The Dartmouth Summer Research Project on Artificial Intelligence was the name of a 1956 undertaking now considered the seminal event for artificial intelligence as a field.

Organised by John McCarthy (then at Dartmouth College) and formally proposed by McCarthy, Marvin Minsky, Nathaniel Rochester and Claude Shannon, the proposal is credited with introducing the term 'artificial intelligence'.
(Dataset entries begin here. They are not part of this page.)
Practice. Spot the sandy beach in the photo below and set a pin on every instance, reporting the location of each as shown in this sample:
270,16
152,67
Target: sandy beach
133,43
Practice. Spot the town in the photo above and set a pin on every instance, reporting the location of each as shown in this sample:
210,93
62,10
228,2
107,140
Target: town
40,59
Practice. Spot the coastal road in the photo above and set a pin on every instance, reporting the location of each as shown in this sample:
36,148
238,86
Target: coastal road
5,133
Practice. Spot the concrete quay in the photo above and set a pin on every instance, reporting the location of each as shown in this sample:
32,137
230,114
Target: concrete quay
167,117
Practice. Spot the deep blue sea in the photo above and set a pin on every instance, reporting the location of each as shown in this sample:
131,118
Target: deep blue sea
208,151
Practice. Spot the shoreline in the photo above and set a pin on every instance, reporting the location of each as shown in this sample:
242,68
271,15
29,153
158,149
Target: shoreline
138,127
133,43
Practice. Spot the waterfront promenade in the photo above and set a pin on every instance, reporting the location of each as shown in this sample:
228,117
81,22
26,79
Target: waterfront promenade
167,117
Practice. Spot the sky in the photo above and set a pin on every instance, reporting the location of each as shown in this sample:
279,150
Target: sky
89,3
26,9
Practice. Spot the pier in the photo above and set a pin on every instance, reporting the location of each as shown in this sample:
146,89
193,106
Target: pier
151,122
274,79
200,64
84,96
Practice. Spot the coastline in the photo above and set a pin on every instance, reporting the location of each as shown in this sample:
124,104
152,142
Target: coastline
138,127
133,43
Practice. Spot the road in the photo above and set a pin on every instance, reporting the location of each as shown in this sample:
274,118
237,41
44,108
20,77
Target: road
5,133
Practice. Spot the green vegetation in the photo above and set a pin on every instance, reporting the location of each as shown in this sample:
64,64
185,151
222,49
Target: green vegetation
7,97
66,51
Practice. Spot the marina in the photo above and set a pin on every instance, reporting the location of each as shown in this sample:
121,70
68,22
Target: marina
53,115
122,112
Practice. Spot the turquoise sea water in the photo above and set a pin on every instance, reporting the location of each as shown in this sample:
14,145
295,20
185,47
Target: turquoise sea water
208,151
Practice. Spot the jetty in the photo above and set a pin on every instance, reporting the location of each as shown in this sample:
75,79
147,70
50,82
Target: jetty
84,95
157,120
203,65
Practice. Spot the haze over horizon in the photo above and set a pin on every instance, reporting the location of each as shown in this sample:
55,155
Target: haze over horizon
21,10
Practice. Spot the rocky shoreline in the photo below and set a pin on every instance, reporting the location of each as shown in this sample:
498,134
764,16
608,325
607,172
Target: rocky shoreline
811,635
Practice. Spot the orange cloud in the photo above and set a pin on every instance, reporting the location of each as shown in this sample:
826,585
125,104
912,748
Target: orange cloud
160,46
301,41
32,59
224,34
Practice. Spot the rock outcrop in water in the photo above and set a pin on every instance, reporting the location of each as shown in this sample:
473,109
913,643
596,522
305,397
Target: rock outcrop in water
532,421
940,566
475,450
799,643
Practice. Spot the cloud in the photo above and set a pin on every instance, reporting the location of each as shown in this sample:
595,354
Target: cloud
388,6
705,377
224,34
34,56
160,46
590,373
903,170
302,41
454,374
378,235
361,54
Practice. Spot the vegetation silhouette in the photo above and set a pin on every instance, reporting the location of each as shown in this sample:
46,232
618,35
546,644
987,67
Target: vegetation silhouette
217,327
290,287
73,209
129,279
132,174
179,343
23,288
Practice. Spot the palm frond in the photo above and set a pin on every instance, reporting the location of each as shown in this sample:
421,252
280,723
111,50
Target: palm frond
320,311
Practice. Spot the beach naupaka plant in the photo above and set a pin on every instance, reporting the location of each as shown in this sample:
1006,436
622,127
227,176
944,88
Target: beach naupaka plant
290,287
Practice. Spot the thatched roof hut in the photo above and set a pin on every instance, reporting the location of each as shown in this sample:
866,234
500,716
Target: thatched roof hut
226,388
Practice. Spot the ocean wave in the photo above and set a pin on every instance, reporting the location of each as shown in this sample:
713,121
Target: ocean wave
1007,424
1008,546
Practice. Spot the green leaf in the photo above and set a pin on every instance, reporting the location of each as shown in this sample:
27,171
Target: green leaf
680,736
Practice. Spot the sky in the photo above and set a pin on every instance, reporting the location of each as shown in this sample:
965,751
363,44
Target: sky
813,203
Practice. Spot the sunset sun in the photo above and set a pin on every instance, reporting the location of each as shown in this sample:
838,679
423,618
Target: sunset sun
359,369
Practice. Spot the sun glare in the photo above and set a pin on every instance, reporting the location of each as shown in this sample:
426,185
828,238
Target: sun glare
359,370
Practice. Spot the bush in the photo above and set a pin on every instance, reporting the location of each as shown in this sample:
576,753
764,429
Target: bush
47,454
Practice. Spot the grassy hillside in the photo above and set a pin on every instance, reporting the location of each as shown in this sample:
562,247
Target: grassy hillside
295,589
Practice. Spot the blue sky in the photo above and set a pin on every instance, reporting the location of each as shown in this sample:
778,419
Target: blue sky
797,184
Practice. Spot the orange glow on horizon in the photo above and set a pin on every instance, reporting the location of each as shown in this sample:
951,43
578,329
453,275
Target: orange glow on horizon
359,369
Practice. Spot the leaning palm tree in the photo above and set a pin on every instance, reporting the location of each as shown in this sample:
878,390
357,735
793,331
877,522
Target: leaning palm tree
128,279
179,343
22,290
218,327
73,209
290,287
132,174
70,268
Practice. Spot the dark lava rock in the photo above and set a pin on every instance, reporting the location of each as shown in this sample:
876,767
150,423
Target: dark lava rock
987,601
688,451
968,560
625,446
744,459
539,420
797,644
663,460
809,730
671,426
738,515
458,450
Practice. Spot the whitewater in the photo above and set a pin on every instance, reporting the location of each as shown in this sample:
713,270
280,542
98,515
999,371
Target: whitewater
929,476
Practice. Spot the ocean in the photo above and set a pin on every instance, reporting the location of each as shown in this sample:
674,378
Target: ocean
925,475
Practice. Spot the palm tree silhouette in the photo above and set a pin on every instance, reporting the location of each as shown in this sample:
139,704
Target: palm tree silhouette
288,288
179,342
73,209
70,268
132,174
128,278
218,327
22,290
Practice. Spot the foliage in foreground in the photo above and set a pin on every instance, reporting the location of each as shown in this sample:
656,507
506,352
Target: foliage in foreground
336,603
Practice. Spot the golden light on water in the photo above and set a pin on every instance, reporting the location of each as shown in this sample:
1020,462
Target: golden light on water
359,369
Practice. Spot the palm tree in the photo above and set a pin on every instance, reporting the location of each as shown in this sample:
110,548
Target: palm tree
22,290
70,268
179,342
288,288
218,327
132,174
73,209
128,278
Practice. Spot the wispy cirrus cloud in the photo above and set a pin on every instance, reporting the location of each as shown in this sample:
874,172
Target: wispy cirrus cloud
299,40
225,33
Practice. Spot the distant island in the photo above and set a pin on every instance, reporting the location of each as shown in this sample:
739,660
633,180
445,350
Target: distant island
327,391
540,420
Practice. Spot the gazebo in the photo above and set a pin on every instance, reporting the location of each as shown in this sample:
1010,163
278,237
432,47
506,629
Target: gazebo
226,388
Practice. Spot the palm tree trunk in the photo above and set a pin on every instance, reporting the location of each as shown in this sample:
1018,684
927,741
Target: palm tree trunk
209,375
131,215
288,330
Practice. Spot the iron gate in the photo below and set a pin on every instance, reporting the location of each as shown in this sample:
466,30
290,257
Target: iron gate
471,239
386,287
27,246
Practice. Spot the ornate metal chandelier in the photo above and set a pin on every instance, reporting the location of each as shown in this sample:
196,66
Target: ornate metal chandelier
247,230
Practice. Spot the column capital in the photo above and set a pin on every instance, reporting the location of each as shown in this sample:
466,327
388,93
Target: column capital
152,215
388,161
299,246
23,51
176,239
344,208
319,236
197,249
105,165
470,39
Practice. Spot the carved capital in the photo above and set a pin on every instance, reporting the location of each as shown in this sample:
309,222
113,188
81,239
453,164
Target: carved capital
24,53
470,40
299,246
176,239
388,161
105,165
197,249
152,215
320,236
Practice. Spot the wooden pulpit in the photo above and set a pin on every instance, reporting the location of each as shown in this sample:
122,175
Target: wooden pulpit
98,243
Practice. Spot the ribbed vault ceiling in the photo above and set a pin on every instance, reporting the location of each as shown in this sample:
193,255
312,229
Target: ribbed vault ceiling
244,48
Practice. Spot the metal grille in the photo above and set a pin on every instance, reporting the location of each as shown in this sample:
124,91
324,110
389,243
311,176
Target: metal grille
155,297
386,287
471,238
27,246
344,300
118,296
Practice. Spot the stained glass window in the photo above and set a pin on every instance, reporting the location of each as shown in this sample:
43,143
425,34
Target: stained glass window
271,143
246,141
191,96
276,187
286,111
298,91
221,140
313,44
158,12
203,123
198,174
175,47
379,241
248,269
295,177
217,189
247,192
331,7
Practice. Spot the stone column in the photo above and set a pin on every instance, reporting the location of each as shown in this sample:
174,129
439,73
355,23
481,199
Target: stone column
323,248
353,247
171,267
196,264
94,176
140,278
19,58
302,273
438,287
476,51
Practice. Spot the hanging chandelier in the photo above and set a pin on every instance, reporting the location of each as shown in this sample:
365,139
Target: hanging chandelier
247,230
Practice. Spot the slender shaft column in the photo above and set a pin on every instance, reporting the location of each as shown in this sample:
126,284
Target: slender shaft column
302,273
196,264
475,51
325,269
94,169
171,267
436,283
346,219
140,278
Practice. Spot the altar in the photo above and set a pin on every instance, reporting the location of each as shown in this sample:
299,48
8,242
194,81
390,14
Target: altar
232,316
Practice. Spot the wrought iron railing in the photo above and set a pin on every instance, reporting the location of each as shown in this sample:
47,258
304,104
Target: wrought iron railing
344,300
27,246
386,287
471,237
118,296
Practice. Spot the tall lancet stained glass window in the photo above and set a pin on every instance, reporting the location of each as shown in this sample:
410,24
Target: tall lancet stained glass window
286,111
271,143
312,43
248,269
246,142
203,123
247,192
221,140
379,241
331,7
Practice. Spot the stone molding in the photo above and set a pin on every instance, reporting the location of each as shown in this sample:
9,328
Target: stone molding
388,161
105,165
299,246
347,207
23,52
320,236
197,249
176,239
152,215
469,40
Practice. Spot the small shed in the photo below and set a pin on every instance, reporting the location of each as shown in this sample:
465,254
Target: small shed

The project lasted a month, and it was essentially an extended brainstorming session. The introduction states:


We propose that a 2 month, 10 man study of artificial intelligence be carried out during the summer of 1956 at Dartmouth College in Hanover, New Hampshire. The study is to proceed on the basis of the conjecture that every aspect of learning or any other feature of intelligence can in principle be so precisely described that a machine can be made to simulate it. An attempt will be made to find how to make machines use language, form abstractions and concepts, solve kinds of problems now reserved for humans, and improve themselves. We think that a significant advance can be made in one or more of these problems if a carefully selected group of scientists work on it together for a summer.


(McCarthy et al. 1955)

The proposal goes on to discuss computers, natural language processing, neural networks, theory of computation, abstraction and creativity (these areas within the field of artificial intelligence are considered still relevant to the work of the field). According to Stottler Henke Associates, besides the proposal's authors, attendees at the conference included Ray Solomonoff, Oliver Selfridge, Trenchard More, Arthur Samuel, Herbert A. Simon, and Allen Newell.